The process of coaching has differentiated itself from counseling and mentoring by taking place in work environments rather than simulation experiences, turning the focus on the learner learning rather than the coach teaching (Phillips, 1995, p. 5). Coaching is an open-ended process which analyses the present situation, defines the performance goal, elicits personal and extrapersonal resources, and implements a plan for achieving the goal (King and Eaton, 1999, p. 145).
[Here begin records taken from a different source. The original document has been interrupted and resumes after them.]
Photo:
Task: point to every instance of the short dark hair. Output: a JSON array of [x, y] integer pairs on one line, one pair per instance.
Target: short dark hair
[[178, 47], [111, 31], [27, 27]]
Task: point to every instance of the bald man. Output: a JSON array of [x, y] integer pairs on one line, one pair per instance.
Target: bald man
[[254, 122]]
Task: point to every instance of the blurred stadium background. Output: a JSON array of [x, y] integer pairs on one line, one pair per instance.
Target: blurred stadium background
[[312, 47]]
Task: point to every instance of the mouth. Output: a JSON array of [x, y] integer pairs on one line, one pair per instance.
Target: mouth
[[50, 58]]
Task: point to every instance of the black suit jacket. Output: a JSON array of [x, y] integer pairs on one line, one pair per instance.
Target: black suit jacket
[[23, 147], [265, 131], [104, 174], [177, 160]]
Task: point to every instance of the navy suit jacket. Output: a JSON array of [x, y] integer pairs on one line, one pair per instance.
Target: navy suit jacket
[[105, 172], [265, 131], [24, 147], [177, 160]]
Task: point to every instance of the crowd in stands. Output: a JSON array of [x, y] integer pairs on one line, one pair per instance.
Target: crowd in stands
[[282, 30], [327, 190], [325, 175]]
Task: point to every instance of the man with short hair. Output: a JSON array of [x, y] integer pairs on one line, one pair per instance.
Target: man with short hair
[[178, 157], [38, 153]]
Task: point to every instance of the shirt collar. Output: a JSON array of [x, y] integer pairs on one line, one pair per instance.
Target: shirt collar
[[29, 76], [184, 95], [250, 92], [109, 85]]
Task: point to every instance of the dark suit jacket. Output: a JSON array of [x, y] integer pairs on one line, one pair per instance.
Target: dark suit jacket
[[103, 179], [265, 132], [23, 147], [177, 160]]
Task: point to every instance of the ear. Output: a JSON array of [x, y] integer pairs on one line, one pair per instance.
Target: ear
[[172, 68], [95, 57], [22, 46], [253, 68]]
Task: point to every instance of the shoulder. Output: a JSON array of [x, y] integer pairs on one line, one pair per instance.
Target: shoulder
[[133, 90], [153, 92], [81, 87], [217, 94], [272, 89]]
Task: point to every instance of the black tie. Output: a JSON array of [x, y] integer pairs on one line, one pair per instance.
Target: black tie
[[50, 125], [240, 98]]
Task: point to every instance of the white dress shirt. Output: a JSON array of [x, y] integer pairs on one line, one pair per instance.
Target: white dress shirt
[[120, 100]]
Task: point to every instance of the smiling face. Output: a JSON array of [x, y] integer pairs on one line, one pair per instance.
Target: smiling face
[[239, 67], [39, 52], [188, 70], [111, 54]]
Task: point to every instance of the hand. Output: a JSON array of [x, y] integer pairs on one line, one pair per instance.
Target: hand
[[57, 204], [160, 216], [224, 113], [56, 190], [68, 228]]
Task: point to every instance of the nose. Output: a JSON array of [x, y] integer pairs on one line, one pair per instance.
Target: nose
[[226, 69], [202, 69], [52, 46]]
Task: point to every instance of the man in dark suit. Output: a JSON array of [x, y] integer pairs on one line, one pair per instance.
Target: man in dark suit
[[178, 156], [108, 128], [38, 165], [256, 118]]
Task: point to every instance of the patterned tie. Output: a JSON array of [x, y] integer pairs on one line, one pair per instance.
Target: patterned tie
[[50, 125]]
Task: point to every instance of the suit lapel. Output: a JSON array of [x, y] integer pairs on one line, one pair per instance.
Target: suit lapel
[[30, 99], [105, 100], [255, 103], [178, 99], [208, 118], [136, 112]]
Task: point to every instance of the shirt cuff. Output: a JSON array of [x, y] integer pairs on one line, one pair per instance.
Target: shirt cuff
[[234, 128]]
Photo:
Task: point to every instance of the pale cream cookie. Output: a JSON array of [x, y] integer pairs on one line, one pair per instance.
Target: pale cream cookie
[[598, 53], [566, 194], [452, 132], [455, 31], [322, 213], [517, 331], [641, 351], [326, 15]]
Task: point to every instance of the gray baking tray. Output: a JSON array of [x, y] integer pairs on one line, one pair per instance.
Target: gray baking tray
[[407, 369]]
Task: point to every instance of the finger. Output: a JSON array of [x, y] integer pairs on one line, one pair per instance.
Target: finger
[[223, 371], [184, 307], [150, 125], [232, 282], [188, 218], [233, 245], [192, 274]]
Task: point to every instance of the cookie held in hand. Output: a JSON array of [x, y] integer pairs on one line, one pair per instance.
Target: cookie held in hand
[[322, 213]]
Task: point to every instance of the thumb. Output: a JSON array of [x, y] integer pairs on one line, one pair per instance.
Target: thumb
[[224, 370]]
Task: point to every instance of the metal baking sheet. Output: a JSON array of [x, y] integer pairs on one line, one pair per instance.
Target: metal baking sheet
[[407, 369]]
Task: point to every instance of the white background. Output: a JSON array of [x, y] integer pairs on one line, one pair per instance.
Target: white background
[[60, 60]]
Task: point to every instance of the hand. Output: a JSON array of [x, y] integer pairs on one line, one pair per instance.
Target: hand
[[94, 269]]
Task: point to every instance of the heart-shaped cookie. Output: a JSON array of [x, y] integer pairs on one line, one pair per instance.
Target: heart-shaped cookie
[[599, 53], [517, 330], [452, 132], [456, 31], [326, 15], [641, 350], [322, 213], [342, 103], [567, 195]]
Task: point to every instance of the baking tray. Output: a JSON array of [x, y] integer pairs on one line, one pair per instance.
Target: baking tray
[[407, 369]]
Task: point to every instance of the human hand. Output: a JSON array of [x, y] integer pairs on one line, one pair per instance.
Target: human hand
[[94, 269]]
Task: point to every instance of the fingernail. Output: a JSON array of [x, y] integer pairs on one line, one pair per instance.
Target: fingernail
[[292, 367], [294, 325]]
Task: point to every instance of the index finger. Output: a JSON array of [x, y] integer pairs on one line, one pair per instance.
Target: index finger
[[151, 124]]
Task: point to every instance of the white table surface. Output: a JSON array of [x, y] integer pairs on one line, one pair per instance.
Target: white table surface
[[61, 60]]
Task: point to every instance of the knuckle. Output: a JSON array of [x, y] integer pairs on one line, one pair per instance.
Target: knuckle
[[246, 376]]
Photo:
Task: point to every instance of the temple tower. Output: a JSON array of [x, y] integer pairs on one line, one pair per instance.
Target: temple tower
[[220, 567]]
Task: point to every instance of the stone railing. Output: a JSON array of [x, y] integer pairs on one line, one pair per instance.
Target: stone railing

Ethics is an area where leaders could benefit from entering into a coaching process with an ethical coach. Every individual is a moral being engaging in patterns of behavior that contain a moral dimension (Fedler, 2006), and on a global scale there is major fallout from a series of unethical decisions and poor judgments from organizations and their leadership (Rossy, 2011, p. 35). Leaders who recognize and prevent potential ethical lapses more effectively will be positioned to avoid costly repercussions (Rossy, 2011, p. 35).
One of the coaching process that could be beneficial for leaders to engage in is learning how each person is responsible for their own contribution to the organization (King and Eaton, 1999, p. 146). Each leader’s personal and professional decisions, at the smallest level, can impact the success and reputation of the organization. With coaching, leaders can learn how to look at decision making through an ethical lens that will positively impact the organization as well as the leader’s personal life. Proverbs warns, “It is an abomination for [leaders] to commit wicked acts, for a throne is established on righteousness.” (Pr. 16:12)
Fedler, K. D. (2006). Exploring Christian Ethics: Biblical Foundations for Morality. Louisville, Ky: Westminster John Knox Press.
King, P., & Eaton, J. (1999). Coaching for results. Industrial and Commercial Training, 31(4), 145–151.
Phillips, R. (1995). Coaching for higher performance. Executive Development, 8(7), 5–7. Rossy, G. L. (2011). Five questions for addressing ethical dilemmas. Strategy & Leadership, 39(6), 35–42.